Dalam konteks Indonesia termasuk pula menyanyikan lagu Indonesia Raya di majelis-majelis taklim yang sangat menjamur di tengah masyarakat. Bagi sebagian orang hal ini menyisakan keraguan, memang boleh menyanyikan lagu Indonesia Raya di tengah acara majelis taklim?


Ada dua hal yang perlu dipertimbangkan dalam merespon keraguan semacam ini, yaitu berkaitan dengan isi lagu dan tempat menyanyikannya.


Pertama, dilihat dari isi lagu. Sebab hukum lagu itu seperti ucapan. Bila isinya baik maka seperti ucapan yang baik, dan bila isinya buruk maka seperti ucapan buruk. Abdullah bin Umar radhiyallâhu ‘anhu meriwayatkan sabda Rasulullah shallallâhu ‘alaihi wasallam:


اَلشِّعْرُ بِمَنْزِلَةِ الْكَلَامِ فَحُسْنُهُ كَحُسْنِ الْكَلَامِ وَقَبِيحُهُ كَقَبِيحِ الْكَلَامِ. (رواه البخاري والطبراني)


Artinya, “Syair itu hukumnya seperti ucapan, maka syair yang baik seperti ucapan yang baik dan syair yang buruk seperti ucapan yang buruk." (HR. Al-Bukhari dan At-Thabarani)


Dari sisi ini, Lagu Indonesia Raya berisi bait-bait yang menumbuhkan jiwa patriotisme, nasionalisme, dan kecintaan terhadap tanah air.
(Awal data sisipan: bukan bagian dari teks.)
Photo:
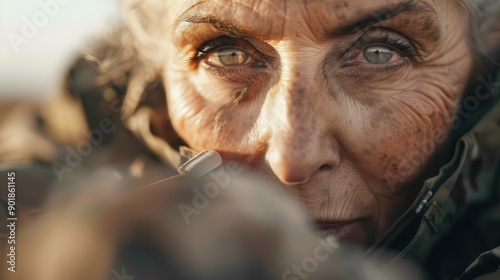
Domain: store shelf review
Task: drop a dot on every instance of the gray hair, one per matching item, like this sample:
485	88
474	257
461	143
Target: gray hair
136	48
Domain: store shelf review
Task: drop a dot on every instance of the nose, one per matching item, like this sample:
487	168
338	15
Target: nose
302	142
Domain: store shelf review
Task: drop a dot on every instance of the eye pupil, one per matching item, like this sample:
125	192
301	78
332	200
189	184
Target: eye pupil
232	57
378	54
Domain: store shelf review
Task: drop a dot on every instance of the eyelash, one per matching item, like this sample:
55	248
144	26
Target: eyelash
400	45
403	46
224	41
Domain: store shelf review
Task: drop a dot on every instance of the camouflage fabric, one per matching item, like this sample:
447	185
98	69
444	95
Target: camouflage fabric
456	216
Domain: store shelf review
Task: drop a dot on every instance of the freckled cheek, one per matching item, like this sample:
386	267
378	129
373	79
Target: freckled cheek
198	119
396	143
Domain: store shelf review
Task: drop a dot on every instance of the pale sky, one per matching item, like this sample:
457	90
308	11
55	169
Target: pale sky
39	39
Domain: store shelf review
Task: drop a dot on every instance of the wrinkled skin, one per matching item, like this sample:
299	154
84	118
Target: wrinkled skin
308	108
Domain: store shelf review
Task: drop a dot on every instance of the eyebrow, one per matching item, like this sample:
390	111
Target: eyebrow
193	16
383	14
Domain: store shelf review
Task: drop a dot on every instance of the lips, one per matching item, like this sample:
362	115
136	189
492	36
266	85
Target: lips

Semuanya baik. Tidak ada yang buruk atau mengandung unsur keharaman. Karenanya secara substansial tidak bermasalah.


Kedua, dilihat dari tempat menyanyikannya. Bila di selain masjid, maka tidak masalah. Namun bila di dalam masjid, maka terdapat perbedaan pandangan para ulama. Mayoritas ulama menyatakan boleh, sementara yang lain menyatakan makruh. (Wizâratul Auqâf wassyu-ûn Al-Islâmiyyah, Al-Mausû’atul Fiqhiyyah al-Kûwaitiyyah, [Mesir, Dârus Shafwah: 1404 H], cetakan pertama, juz XXIV, halaman 119).


Ulama yang menyatakan boleh karena berpandangan yang paling penting adalah isi lagunya, bila isinya baik maka boleh-boleh saja dinyayikan di masjid, bila tidak baik atau ada unsur keharamannya, maka tidak boleh. Selain itu, juga terdapat hadits yang membolehkannya:


عَنْ عَائِشَةَ رَضِيَ اللهُ عَنْهَا قَالَتْ: كَانَ رَسُولُ اللهِ صَلَّى اللهُ عَلَيْهِ وَسَلَّمَ يَضَعُ لِحَسَّانَ مِنْبَرًا فِى الْمَسْجِدِ فَيَقُومُ عَلَيْهِ

 

يَهْجُو مَنْ قَالَ فِى رَسُولِ اللهِ صَلَّى اللهُ عَلَيْهِ وَسَلَّمَ ... (رواه أبو داود والترمذي. حديث حسن غريب)


Artinya, “Diriwayatkan dari Aisyah radhiyallâhu ‘anhâ, ia berkata: ‘Rasulullah shallallâhu ‘alaihi wasallam pernah menyediakan mimbar di masjid untuk penyair Hassan bin Tsabit. Lalu Hassan berdiri di mimbar itu menyindir orang-orang yang membicarakan Rasulullah shallallâhu ‘alaihi wasallam …” (HR. Abu Dawud dan At-Tirmidzi. Hadits Hasan Gharib)   

 

Sementara ulama yang memakruhkan karena melihat ada riwayat-riwayat yang melarang menyanyikan lagu di masjid, sebagaimana diriwayatkan:


عَنْ رَسُولِ اللهِ صَلَّى اللهُ عَلَيْهِ وَسَلَّمَ: أَنَّهُ نَهَى عَنْ تَنَاشُدِ الْأَشْعَارِ فِي الْمَسْجِدِ ... (رواه الترمذي. حديث حسن)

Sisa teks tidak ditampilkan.